Há livros difíceis de se definir e Seeing People Off, da escritora eslovaca Jana Beňová, é um deles. Classificado como um romance, ele tem uma narrativa pouco convencional, numa prosa que podemos chamar de minimalista e fragmentada.
Seeing People Off é centrado nas figuras de Elza e Ian, um jovem casal que vive em Petržalka, distrito de Bratislava. Estranhamente eles não trabalham numa agência de publicidade e também não estão poupando para comprar um apartamento ou carro melhor. Em vez disso, preferem frequentar cafés elegantes, onde comem, bebem e fumam todo o dinheiro que têm.

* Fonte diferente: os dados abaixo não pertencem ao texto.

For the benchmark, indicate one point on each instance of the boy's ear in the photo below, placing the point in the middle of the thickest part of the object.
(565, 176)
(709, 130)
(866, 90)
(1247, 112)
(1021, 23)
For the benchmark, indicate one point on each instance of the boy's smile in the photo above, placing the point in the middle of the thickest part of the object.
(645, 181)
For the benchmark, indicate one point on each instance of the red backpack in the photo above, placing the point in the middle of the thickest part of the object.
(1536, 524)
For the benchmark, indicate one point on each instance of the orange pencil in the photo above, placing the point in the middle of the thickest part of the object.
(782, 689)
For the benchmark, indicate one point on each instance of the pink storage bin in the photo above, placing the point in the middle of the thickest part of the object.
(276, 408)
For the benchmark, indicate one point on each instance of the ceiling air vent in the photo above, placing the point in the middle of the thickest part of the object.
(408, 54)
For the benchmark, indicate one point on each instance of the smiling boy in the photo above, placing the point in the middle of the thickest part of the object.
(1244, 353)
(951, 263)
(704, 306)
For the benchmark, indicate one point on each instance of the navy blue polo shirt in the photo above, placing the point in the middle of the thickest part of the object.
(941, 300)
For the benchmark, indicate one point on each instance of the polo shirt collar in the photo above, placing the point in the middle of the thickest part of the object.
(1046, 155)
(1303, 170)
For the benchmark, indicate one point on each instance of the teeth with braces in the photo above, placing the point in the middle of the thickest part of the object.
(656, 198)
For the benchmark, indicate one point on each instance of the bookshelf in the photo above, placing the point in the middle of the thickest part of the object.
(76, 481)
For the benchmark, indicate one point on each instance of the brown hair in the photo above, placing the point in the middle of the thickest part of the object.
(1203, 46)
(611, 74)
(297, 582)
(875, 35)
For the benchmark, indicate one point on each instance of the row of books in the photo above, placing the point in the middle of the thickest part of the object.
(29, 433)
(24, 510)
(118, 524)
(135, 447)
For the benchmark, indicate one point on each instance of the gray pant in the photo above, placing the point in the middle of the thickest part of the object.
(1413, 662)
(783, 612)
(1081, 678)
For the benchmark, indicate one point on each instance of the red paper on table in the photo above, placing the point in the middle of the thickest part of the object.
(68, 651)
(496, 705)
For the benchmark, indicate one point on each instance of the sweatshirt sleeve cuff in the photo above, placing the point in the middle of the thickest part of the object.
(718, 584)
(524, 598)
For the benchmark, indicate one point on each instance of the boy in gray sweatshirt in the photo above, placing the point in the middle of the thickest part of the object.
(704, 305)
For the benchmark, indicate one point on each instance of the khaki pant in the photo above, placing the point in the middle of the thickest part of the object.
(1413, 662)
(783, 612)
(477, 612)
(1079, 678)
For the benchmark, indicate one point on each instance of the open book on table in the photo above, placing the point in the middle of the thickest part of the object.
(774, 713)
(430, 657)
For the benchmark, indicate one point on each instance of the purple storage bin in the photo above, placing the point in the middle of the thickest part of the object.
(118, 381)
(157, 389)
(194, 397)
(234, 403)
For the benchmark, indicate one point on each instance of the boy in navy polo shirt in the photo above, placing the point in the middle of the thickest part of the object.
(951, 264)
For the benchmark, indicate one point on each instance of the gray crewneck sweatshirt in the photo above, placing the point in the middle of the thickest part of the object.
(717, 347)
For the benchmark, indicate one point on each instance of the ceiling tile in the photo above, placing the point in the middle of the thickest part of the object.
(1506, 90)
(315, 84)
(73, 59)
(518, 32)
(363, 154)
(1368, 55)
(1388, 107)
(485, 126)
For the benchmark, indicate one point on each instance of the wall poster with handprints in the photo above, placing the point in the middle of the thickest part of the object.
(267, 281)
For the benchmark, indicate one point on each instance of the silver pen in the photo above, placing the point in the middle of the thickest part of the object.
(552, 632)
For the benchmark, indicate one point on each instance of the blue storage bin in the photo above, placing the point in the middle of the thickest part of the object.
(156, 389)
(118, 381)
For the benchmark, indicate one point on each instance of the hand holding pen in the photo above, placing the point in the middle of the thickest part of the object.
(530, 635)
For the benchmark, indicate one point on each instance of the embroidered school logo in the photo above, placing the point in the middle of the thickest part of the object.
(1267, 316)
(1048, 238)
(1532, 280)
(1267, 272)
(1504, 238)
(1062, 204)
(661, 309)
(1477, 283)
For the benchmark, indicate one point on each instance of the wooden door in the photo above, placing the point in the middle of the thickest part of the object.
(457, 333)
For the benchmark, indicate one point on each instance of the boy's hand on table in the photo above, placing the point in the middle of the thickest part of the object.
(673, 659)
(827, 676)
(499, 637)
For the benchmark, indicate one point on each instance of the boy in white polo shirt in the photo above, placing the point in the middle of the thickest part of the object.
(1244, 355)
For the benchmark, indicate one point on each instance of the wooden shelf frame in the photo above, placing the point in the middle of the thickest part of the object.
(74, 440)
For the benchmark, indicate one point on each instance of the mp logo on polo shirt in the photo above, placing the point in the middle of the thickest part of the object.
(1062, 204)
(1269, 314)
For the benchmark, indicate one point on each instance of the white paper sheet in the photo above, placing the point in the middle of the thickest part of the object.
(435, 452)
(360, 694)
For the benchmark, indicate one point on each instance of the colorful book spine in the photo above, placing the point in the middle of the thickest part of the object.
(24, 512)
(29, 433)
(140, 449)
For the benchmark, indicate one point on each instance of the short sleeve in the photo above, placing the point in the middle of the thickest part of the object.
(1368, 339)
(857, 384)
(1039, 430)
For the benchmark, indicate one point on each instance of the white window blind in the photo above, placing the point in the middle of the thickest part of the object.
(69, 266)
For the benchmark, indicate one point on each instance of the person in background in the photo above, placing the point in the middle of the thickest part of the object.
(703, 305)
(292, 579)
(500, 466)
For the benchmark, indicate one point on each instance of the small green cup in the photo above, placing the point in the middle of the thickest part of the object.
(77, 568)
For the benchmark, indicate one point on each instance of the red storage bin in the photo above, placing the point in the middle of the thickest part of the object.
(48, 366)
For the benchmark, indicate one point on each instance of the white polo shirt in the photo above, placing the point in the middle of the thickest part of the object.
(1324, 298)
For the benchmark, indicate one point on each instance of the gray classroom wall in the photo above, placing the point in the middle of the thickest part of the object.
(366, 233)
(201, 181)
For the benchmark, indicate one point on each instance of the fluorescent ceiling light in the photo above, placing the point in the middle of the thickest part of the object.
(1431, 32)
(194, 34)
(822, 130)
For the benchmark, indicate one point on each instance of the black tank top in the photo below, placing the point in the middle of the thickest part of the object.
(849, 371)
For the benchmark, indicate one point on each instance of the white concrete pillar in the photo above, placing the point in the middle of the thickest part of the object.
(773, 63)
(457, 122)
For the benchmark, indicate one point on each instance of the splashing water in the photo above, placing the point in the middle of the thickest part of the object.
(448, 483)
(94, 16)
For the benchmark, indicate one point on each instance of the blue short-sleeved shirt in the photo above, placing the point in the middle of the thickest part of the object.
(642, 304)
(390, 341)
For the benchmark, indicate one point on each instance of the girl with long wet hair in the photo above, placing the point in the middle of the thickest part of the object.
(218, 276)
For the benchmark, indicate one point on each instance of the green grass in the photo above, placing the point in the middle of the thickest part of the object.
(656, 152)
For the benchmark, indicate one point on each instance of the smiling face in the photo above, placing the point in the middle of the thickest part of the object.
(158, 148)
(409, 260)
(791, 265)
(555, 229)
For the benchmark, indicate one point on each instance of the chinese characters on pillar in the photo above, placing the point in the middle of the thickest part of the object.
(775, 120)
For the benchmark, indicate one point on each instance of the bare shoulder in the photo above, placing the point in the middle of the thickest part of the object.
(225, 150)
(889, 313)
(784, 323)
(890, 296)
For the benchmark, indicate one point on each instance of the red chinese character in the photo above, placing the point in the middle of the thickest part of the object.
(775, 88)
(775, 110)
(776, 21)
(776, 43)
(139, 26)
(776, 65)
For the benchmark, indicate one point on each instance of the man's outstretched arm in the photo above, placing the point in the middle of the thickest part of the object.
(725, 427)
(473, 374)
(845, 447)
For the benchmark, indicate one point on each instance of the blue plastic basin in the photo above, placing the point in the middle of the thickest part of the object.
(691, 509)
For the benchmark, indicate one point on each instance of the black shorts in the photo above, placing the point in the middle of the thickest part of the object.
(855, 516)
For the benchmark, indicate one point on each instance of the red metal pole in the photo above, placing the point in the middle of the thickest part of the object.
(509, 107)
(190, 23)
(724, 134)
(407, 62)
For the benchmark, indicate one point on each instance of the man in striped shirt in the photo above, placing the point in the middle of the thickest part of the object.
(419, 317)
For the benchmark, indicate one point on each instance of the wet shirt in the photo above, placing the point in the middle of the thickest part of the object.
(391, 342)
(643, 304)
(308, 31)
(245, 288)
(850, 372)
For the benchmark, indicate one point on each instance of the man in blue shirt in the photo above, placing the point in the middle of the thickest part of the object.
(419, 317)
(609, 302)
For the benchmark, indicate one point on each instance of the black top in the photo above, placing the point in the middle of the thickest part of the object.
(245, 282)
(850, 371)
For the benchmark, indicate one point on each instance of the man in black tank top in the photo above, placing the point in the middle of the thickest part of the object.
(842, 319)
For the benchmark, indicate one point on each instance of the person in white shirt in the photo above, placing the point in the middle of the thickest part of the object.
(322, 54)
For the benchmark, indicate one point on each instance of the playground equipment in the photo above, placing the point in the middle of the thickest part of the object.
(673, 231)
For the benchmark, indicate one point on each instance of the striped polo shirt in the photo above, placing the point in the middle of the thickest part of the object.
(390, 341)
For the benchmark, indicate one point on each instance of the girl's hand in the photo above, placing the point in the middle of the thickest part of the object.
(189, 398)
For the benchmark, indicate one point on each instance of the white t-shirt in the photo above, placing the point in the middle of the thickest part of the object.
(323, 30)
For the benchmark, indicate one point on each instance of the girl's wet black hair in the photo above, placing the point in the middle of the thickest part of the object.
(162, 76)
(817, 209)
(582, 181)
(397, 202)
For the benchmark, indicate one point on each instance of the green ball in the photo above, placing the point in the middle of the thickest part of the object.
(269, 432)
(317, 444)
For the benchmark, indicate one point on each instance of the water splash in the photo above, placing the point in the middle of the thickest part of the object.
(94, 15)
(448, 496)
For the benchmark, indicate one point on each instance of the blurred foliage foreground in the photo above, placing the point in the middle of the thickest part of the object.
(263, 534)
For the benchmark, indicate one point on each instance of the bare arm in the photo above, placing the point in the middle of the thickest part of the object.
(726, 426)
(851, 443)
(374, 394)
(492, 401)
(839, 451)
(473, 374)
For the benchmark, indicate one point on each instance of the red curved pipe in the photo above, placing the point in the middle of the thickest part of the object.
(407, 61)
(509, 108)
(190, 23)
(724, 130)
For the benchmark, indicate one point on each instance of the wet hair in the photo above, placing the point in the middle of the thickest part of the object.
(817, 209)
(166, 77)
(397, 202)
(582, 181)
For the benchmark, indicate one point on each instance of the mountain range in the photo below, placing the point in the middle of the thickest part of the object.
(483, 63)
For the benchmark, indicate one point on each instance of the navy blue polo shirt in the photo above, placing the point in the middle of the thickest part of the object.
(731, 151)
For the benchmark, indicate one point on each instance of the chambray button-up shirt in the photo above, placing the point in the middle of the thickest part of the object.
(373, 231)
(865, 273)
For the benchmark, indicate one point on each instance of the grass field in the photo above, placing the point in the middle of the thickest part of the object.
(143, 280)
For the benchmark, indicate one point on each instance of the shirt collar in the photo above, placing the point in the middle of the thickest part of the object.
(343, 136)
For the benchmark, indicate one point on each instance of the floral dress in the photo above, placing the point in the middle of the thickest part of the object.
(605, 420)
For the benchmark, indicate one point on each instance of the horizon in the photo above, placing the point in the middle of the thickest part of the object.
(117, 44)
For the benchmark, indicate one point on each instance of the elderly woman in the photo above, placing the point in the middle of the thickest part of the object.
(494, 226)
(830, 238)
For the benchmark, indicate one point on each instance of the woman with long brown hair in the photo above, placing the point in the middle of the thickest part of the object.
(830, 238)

Certa primavera eles decidem viver a cidade como se estivessem de férias e passam horas lendo, escrevendo e observando as pessoas no Cafe Hyena, onde encontram o casal de amigos Rebeka e Lukas Elfman. As conversas transitam entre filmes, livros e divagações existenciais. Para manter esse estilo de vida, os quatro combinam um revezamento: a cada período de tempo só um deles tem um emprego fixo e sustenta os outros três.
Mas não dá para dizer que esse é o eixo central do livro. Diálogos soltos se misturam com lembranças da infância e descrições da cidade, sem mais preâmbulos que um mero espaçamento na página. Não sabemos ao certo o que é realidade ou imaginação. Afinal, não pode ser verdadeiro um reality show num campo de concentração em que os participantes interpretam guardas e judeus, não é mesmo? Quando descobri que Petržalka foi ocupada pelos nazistas e que entre 1944 e 1945 abrigou um campo de concentração, esse trecho ganhou outra conotação.
Através dessa narrativa confusa, temos relances da vida no período socialista, quando o país ainda era parte da Checoslováquia, e principalmente da vida que se desenha na fase pós-comunista. Bratislava e especialmente Petržalka são como personagens do romance. A cidade e sua história estão entranhadas no dia a dia e na personalidade de seus habitantes.
“The bridge is dangerous, especially if you cross it on foot. The river is too close. The boundary between the water and the air calls you. I’m afraid I’ll suddenly jump.”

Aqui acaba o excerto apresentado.